Earlier this year the Congress for the New Urbanism released a new version of its "Freeways without futures" list. I wholeheartedly agree that all twelve of the highways in question are disgusting blights and should be removed. I've seen the Claiborne Expressway, the Sheridan and the Alaskan Way up close, and I have a special loathing for I-81 in Syracuse and Route 34 in New Haven. But there are a few roads that I think deserve to be on the list but aren't.
It's a bad thing when a highway cuts neighborhoods in half, like the Cross-Bronx Expressway, or cuts a neighborhood off from access to jobs and services, like the Brooklyn-Queens Expressway in Red Hook, or cuts the waterfront off from meaningful recreational or commercial use, like the FDR Drive. Converting these highways to boulevards is a good thing, especially when the boulevards are designed to be walkable and livable. There are other criteria missing, though.
Think of a walkable urban area that's already well-served by transit. The streets are congested with cars for too many hours of the day. You don't need that many cars to bring customers to the businesses, and they're ruining the pedestrian experience. So why do you have a highway terminating there? That highway is basically pumping cars into an area that doesn't need them.
These highways may not be visibly blocking a cherished view or oppressing a street, but by aiming a firehose of cars into a compact urban area they are a major factor in the deterioration of walkable urban environments. When possible, they should either be torn down or turned over to transit.
The most obvious case is Congress Parkway in Chicago. It's six lanes of nasty urban traffic fed by an eight-lane highway. It doesn't need to be there, and it makes the South Loop feel oppressive. It should be narrowed and given sidewalks befitting a grand urban boulevard, from the Circle to the Lake. The District of Columbia is full of these; 12th Street NW is probably the worst. University Street in Montreal is not much fun, as I recall.
Here in the New York area, we have four highway tunnels and five highway bridges that empty directly into the streets of Manhattan. You could get rid of any of the highways (495, I-78, the BQE, the Long Island Expressway, the Grand Central Parkway, the Bruckner Expressway and the Major Deegan Expressway) and it would make a huge improvement.
It's hard to choose among these firehoses of cars, but one of the worst is the Holland Tunnel. This is because it combines two four-lane expressways, the Pulaski Skyway and the Newark Bay Extension of the New Jersey Turnpike, into a single stream. It's even more powerful in the other direction due to the Verrazano Toll Pump, sucking cars and trucks from all over Manhattan and Brooklyn through Chinatown, Soho and Greenwich Village.
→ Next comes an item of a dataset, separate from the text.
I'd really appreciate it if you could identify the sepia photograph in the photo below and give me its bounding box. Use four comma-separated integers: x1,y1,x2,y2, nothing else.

Fortunately, we are coming upon a historic opportunity to turn down this firehose. One of the four-lane expressways that feed into the Holland Tunnel, the Pulaski Skyway, is nearing the end of its life. This expensive steel structure has contributed to the destruction of the sensitive Hackensack Meadowlands since 1932. Naturally, there is a plan to rebuild the structure, and lots of rehabilitation in the meantime. Remember the ARC Tunnel that Chris Christie killed? $1.8 billion of the money is paying for that rehabilitation.
Some people like the way the Skyway looks - from a distance, or from the inside of a moving car, at least. I admit that it has a certain beauty to it. But its function is destructive. If there were some way to turn it into a dedicated busway, that might be nice, but I don't get the impression it would work. If we like the look, let's keep a small piece of it up somewhere for posterity's sake, but don't hold people's lives hostage to aesthetics.
In sum, we're diverting more than a billion dollars from critical transit improvements to maintain a road that blasts 30,000 cars a day (yes, only cars) into one of the densest, most walkable business districts in the country. If this thing were towering over a neighborhood instead of a swamp, it would definitely be on the CNU's list. Is it any less deserving of a teardown because it only saturates the area with cars?
3 comments:
Probably not as grand a plan as you would like, but parts of Congress Pkwy in Chicago were just narrowed from eight lanes to six:
http://gridchicago.com/2012/gimme-shelter-pedestrian-improvements-to-congress-parkway/
Wait, they're spending $1.8 billion on 30,000 cars a day? Did they think ARC Alt Cavern was too cost-effective, or something?
Not to mention that the Pulaski Skyway is actually dangerous - it's foggy, a lot of people speed, and there are these weird center-lane ramps that are tricky to navigate. Plus, the Skyway actually has a lower safety rating than the I-35 Bridge in Minnesota that collapsed.
The quicker they tear down this thing, the better.